O simplismo na mídia

Homens reais, nem heróis nem vilões, às vezes parecem enfadonhos demais para a mídia.

O Departamento de Justiça dos EUA divulgou na semana passada comunicado oficial declarando que o guarda Richard Jewell não é mais considerado suspeito do atentado a bomba do dia 27 de julho, no Centennial Olympic Park, em Atlanta. A explosão matou uma mulher e feriu 111 pessoas. Um cinegrafista turco morreu do coração quando cobria o tumulto que se seguiu.

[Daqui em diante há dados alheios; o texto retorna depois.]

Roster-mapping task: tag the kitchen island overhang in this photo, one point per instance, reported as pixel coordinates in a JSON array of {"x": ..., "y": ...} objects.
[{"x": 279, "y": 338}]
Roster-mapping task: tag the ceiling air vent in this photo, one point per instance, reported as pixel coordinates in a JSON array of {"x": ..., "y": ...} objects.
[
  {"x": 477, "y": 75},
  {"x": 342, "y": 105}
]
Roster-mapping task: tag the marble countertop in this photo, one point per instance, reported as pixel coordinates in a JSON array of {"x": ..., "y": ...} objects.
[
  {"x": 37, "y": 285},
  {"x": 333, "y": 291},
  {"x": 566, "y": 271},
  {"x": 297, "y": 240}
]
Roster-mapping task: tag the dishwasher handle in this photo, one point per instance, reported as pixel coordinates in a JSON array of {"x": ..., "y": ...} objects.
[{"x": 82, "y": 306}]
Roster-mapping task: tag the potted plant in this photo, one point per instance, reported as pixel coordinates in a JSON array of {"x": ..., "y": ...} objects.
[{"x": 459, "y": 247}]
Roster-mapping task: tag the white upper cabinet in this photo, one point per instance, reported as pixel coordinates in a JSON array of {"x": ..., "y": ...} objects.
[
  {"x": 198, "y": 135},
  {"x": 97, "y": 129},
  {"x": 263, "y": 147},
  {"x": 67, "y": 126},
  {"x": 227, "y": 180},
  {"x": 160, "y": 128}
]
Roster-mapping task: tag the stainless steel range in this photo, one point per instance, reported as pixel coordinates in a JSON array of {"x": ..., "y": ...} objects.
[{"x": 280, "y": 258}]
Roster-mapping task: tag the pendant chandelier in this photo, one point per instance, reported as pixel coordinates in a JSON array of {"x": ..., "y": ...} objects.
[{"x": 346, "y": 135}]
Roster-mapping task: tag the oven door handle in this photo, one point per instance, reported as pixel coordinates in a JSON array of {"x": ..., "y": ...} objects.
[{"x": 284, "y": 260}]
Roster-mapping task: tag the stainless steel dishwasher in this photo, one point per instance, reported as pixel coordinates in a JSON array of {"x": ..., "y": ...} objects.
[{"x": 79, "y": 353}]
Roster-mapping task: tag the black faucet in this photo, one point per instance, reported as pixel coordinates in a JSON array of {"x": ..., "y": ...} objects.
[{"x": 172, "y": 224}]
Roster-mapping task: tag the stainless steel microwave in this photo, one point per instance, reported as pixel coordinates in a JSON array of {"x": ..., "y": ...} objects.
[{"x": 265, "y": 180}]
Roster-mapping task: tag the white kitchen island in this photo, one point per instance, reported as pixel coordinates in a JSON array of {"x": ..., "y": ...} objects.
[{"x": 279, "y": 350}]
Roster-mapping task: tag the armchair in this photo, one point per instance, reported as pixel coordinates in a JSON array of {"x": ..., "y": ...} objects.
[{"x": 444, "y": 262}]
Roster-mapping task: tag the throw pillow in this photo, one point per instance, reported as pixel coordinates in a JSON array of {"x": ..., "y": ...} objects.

Jewell emergiu do atentado inicialmente como herói, por ter sido o primeiro guarda que suspeitou da mochila contendo a bomba e afastou a multidão, evitando maior número de mortes. Três dias depois, no entanto, uma reportagem do The Atlanta Journal mudava o seu destino. Citando fontes anônimas do FBI, o jornal afirmou que Jewell estava sob investigação como principal suspeito do atentado.

De herói a vilão. O twist, ou giro, reverenciado na literatura anglo-saxônica, dava um tempero extraordinário à história. Se non era vero, era bene trovato. A vida de Jewell, 33 anos, virou um inferno. O apartamento em que mora com a mãe foi vasculhado e uma vigilância foi montada por agentes à paisana e jornalistas, 24 horas por dia. Jewell perdeu o emprego e não podia sair de casa sem ser perseguido por um comboio.

A imprensa — e a polícia — sentiu necessidade de que Jewell fosse herói ou vilão. A notícia de que ele não é nem uma coisa nem outra mereceu o que o jargão chama de rodapé, na primeira página do New York Times. A declaração do Departamento de Justiça pede desculpas pelos danos causados à reputação do guarda desempregado, mas não explica o que levou o FBI a considerá-lo suspeito. Os “indícios” anunciados na época eram inquietantemente ocos: ele era quem estava mais perto da mochila e tinha um histórico de “excesso de zelo”, quando foi vice-xerife e como guarda de segurança. Cada um fantasiasse o que quisesse, a partir daí.

A vida real, com seus homens reais, nem absolutamente bons nem irremediavelmente maus, parece às vezes enfadonha para a imprensa, não só americana, mas de todo o mundo. O leitor brasileiro provavelmente estará lembrando o caso da Escola Base. Bastam um delegado oportunista e um jornalista afoito para que se destrua a reputação de uma pessoa, e com ela a credibilidade da polícia e da imprensa.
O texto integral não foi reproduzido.